Limitations & Future Work

  • The construction phase still consumes a significant amount of tokens (requiring \(N\) task samples per task type + repeated validation/repair), and the author does not fully discuss the equilibrium between construction cost and savings during the testing phase.
  • For highly diverse task types (e.g., WebArena), a single RPA function may struggle to cover all scenarios, requiring a fallback to ReAct, which diminishes AutoRPA's advantages.
  • Positioning relies on semantic attributes of GUI elements; this may be inapplicable to interfaces poor in attribute information (e.g., pure image UIs).
  • Future work could explore automatically determining when it is worthwhile to build RPA for a specific task (ROI analysis), as well as combining local updates of RPA functions with incremental validation to lower maintenance costs.
  • ReAct Paradigm (Yao et al., 2023): The foundational paradigm for alternating reasoning and acting; AutoRPA's exploration and repair phases are based on this.
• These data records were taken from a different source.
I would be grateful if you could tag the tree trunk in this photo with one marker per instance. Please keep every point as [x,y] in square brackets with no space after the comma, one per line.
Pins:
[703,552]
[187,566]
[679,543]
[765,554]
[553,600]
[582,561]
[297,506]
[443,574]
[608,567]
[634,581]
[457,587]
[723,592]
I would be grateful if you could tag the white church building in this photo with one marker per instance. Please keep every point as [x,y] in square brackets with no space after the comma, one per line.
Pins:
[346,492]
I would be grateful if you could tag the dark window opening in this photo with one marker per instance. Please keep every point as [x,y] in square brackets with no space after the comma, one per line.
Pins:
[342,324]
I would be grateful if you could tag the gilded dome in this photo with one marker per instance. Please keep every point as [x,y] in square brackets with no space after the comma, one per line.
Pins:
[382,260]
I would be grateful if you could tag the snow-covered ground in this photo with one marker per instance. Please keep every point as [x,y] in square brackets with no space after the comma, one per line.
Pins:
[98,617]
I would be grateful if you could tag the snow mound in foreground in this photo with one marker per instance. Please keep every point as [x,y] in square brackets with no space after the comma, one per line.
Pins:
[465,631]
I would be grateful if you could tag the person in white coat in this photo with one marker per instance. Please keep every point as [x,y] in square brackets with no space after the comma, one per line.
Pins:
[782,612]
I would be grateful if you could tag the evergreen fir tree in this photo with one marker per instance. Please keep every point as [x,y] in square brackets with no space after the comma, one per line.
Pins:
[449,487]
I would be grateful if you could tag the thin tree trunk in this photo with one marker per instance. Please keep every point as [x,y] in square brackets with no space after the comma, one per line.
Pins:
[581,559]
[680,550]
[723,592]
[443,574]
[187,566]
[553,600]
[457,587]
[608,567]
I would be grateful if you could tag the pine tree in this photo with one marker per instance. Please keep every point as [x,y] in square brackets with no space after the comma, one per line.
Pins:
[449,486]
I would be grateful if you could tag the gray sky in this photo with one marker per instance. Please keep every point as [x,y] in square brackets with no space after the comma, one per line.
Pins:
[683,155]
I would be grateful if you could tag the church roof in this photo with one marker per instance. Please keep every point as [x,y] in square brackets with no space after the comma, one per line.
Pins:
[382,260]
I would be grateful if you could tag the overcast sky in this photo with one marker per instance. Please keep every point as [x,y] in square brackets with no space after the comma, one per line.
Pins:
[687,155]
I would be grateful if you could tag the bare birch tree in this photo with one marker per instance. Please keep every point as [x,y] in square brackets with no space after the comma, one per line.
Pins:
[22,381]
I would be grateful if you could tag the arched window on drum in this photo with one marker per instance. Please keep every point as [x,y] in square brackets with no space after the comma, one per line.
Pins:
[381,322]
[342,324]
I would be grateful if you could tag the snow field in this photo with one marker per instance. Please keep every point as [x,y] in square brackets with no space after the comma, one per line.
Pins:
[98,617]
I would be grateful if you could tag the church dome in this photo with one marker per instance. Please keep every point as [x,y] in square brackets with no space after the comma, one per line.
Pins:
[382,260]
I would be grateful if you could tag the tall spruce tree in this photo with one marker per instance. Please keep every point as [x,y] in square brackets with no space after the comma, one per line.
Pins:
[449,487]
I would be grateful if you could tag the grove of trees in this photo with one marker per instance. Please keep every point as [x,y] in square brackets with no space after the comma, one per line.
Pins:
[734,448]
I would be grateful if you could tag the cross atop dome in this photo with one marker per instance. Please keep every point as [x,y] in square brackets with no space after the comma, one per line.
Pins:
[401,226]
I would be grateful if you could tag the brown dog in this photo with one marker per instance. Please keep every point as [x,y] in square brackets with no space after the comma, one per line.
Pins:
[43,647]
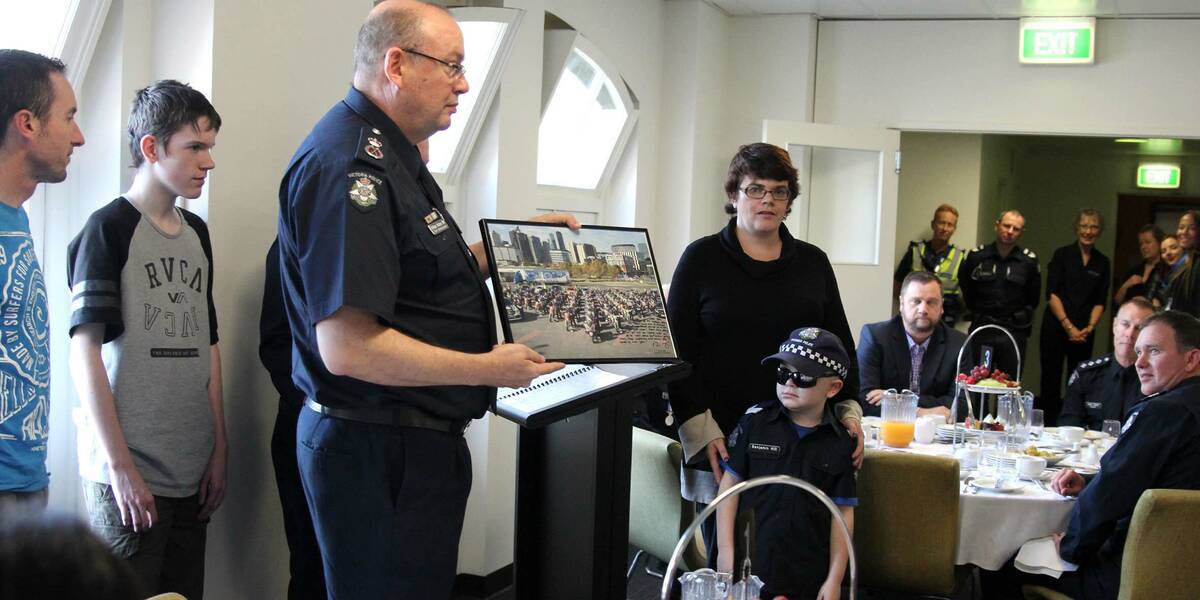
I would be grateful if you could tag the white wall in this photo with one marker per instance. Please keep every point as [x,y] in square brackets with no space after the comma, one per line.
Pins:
[277,67]
[964,76]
  • AutoManual (Chen et al., 2024): Generalizes environment rules from interactions to guide subsequent tasks, complementing AutoRPA's skill distillation approach.
  • AdaPlanner (Sun et al., 2023): A skill-learning method in the Plan-and-Execute paradigm, but dependent on human demonstrations.
  • Insight: For any LLM inference task requiring repetition, consider the strategy of "using high-cost methods to explore and collect trajectories, then distilling them into low-cost deterministic workflows."